The net effect is that teachers who retire with 29 years of service at age 60 will have benefits equivalent to 58 percent of their final average salaries, while teachers who retire with 30 years of service at age 60 will have benefits equivalent to 72 percent, a substantial increase for one additional year of service. Some of these provisions may encourage effective teachers to retire early, and they fail to treat equally those teachers who enter the system at a later age and give the same amount of service.


Recommendations for Massachusetts

Utilize a constant benefit multiplier to calculate retirement benefits for all teachers, regardless of years of service.
Each year of service should accrue equal pension wealth. Massachusetts should end its substantial increase in benefits for teachers with at least 30 years of service, and the state should use a pension formula that treats each year of service equally. 

End retirement eligibility based on years of service.
Massachusetts should change its practice of allowing teachers with 20 years of service to retire at any age with standard benefits. If retirement at an earlier age is offered to some teachers, benefits should be reduced accordingly to compensate for the longer duration they will be awarded. The state's current policy of reducing the multiplier for each year a teacher retires before age 60 does not achieve this purpose because the reduction is a standard one-tenth rather than an  actuarially determined amount.

Align eligibility for retirement with unreduced benefits with Social Security retirement age.
Massachusetts allows all teachers to retire before conventional retirement age, some as young as 57 with maximum benefits. As life expectancies continue to increase, teachers may draw out of the system for many more years than they contributed. This is not compatible with a financially sustainable system (see Goal 4-H).

State response to our analysis

Massachusetts had no comment on this goal.

Research rationale

NCTQ's analysis of the financial sustainability of state pension system is based on actuarial benchmarks promulgated by government and private accounting standards boards.

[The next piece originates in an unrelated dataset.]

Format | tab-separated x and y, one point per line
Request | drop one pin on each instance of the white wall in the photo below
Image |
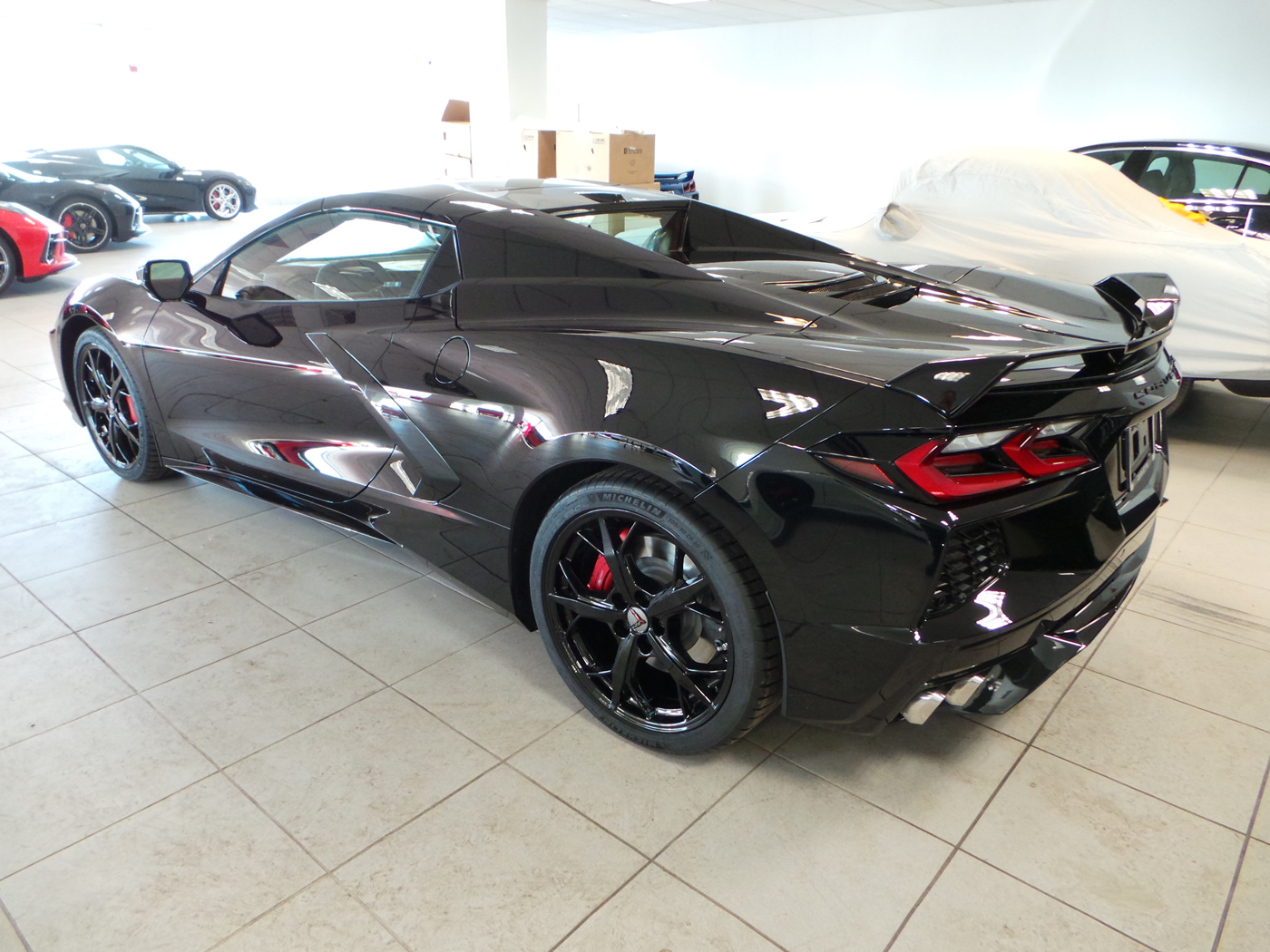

For more information see U.S. Government Accountability Office, 2007, 30 and Government Accounting Standards Board Statement No. 25.

For an overview of the current state of teacher pensions, the various incentives they create, and suggested solutions, see Robert Costrell and Michael Podgursky. "Reforming K-12 Educator Pensions: A Labor Market Perspective." TIAA-CREF Institute (2011).

For evidence that retirement incentives do have a statistically significant effect on retirement decisions, see Joshua Furgeson, Robert P. Strauss, and William B. Vogt. "The Effects of Defined Benefit Pension Incentives and Working Conditions on Teacher Retirement Decisions", Education Finance and Policy (Summer, 2006).

For examples of how teacher pension systems inhibit teacher mobility, see Robert Costrell and Michael Podgursky, "Golden Handcuffs," Education Next, (Winter, 2010).

For additional information on state pension systems, see Susanna Loeb, and Luke Miller. "State Teacher Policies: What Are They, What Are Their Effects, and What Are Their Implications for School Finance?" Stanford University: Institute for Research on Education Policy and Practice (2006); and Janet Hansen, "Teacher Pensions: A Background Paper", published through the Committee for Economic Development (May, 2008).

For further evidence supporting NCTQ's teacher pension standards, see "Public Employees' Retirement System of the State of Nevada: Analysis and Comparison of Defined Benefit and Defined Contribution Retirement Plans." The Segal Group (2010).